The film received some of the best reviews of any film last year, but Bird refused to dwell on the possibility of any nominations until he was awakened early Tuesday.

"I think the danger in this stuff is in expecting anything," Bird said. "So, I'm basically still very happy that I got to make the film and it got released and it did well. And anything extra is just frosting."

"Shrek 2," the sequel to a little movie called "Shrek," finds the newly married ogre couple Shrek and Fiona fighting for love against the wiles of a nefarious Fairy Godmother. Rounding out the competition, "Shark Tale" tells the story of a fish named Oscar who learns a lesson when he tries to gain prominence by pretending that he killed the son of a gangster shark.

"Shark Tale" and "Shrek 2" hail from DreamWorks SKG, and principal partner Jeffrey Katzenberg served as executive producer for both films. As the proud father of twins, now 22 years old, Katzenberg considers himself uniquely suited to the dilemma of having the films in competition against each other.

"There are no favorites," he said. "They're equally loved, and equally treated."

He added that while the academy nominations are never predictable, the "Shark Tale" nod was completely unexpected. "I'm so genuinely proud for the filmmakers who worked so hard on the movie. It's not a movie that got the kind of critical recognition that we had hoped for, so it's very nice for them."

The field was capped at three movies because of academy rules: Five nominees are selected only in years when at least 16 eligible movies have been released.

As in past years, animated films are well represented throughout the song and sound arenas as well. "The Polar Express" tune "Believe" joins "Accidentally in Love" from "Shrek 2" in the song category. "The Incredibles" and "The Polar Express" were also nominated in the sound editing and sound mixing categories.

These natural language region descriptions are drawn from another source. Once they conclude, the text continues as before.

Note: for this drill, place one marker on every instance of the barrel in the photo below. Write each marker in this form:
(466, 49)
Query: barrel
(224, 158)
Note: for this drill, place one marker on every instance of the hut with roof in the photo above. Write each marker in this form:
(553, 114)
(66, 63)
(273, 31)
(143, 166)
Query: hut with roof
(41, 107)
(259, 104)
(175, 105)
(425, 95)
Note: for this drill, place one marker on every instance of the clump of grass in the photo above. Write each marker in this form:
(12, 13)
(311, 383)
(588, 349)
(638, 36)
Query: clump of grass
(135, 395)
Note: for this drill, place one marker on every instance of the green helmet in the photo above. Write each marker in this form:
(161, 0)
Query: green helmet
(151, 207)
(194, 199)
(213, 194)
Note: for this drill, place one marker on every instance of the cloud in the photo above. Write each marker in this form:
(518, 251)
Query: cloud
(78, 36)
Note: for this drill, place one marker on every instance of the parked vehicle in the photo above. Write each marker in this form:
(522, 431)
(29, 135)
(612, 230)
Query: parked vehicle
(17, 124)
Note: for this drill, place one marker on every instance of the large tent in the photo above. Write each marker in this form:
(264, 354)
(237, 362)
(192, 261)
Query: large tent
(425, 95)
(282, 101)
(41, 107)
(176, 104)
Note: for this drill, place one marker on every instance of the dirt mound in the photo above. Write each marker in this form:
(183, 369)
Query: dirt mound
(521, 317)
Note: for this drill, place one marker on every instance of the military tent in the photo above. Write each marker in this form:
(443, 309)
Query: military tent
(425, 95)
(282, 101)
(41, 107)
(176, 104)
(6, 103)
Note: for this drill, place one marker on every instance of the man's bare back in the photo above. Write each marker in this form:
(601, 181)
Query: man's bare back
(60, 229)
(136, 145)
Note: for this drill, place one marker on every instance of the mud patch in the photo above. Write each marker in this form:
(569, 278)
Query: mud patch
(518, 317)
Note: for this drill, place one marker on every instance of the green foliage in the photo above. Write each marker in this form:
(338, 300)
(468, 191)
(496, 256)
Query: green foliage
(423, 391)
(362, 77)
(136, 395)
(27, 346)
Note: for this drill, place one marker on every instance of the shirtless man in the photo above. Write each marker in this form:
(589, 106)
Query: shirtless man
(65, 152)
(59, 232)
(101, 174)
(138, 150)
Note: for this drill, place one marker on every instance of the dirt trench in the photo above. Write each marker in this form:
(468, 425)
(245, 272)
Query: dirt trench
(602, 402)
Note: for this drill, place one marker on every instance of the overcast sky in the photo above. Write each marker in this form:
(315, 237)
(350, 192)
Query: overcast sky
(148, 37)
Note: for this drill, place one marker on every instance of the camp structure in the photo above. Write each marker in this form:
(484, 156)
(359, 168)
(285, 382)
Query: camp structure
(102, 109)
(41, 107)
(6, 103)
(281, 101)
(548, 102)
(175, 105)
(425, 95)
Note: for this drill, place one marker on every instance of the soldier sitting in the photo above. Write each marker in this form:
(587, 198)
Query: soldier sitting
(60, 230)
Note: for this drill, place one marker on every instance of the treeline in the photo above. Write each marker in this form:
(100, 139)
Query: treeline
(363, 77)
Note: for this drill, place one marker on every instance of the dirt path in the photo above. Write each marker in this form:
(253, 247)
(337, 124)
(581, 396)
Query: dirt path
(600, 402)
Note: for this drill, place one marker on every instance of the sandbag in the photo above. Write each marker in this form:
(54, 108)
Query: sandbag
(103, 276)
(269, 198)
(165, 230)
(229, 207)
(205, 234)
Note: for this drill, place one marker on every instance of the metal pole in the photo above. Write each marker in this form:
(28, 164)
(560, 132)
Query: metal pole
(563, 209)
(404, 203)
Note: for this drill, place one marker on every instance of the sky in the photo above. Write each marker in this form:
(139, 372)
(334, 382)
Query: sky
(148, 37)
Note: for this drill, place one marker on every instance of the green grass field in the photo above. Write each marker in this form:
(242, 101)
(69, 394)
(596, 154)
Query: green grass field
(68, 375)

What's more, "The Incredibles" also landed in the original screenplay category.

"That was extremely gratifying for me," said writer Bird, "because there are a lot of screenwriters whose work I admire, and it's very humbling to be in their company."

Noting that the film is up against such serious fare in that category as "Hotel Rwanda," "Vera Drake," "Eternal Sunshine of the Spotless Mind" and "The Aviator," Bird added, "How did our goofy little movie get in there?"